Is there any equivalent statement for python?

Not really. In Python, an assignment is a statement, whereas in C it is an expression. The condition in the if statement must be an expression in both languages.

In Python the assignment in the if condition is forbidden so you end up with a syntax error, this design decision was done to protect against error like this:

in C you can easily do:

if (a = 1) {
  ...
}

while you mean:

if (a == 1) {
 ...
}

Until today, I believe the answer was no.

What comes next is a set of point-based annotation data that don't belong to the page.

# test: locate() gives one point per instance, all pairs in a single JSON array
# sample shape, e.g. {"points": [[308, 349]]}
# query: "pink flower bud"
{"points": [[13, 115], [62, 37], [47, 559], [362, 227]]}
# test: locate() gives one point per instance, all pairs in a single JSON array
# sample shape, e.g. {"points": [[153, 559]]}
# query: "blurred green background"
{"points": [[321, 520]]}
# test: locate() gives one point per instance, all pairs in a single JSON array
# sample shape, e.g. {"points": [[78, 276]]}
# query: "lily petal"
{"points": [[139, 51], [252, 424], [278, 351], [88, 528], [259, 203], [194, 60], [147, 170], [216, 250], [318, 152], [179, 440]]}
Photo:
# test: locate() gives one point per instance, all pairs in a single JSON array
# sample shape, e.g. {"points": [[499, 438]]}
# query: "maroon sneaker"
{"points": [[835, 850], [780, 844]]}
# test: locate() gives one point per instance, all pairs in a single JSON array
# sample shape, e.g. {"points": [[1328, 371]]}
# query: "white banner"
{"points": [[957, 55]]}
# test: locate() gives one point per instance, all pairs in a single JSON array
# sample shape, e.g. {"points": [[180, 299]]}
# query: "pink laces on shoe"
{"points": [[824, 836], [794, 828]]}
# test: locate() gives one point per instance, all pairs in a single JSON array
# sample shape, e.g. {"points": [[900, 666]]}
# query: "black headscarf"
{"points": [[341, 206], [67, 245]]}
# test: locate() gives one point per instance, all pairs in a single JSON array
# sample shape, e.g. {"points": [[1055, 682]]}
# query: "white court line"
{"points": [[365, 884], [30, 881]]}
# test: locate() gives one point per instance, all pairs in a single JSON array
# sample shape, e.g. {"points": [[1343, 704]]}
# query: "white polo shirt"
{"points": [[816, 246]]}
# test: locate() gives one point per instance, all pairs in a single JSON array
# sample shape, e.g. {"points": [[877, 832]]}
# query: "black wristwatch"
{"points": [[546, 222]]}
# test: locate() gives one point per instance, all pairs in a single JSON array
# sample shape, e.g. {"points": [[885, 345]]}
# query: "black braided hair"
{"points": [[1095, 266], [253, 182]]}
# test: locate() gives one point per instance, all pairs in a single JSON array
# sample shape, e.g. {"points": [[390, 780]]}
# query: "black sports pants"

I thought that to be unfortunate, so I wrote a little Python module, which I call let , which allows you to do this kind of thing.

Install it like this:

pip install let

I believe the following will accomplish what you're looking for:

from let import let

if let(a = foo()):
    print(a)

I dropped the > 0 from your answer, making the assumption that foo will either return 0 or a positive integer. If I'm incorrect and you really do want to check if the return value is greater than 0, then this works too:

if let(a = foo()) > 0:
    print(a)

let also couples well with while loops, if you have a function which returns something different each time until eventually it returns something False . IE, IBM's DB2 module requires you to repeatedly call a fetch method to get each row from the database. You could use let to simplify the logic of looping over everything in it like this:

while let(result = db.fetch_results()):
    # do whatever with result here

No you can't do this and a good job too. This style of coding leads to complex and hard to read code.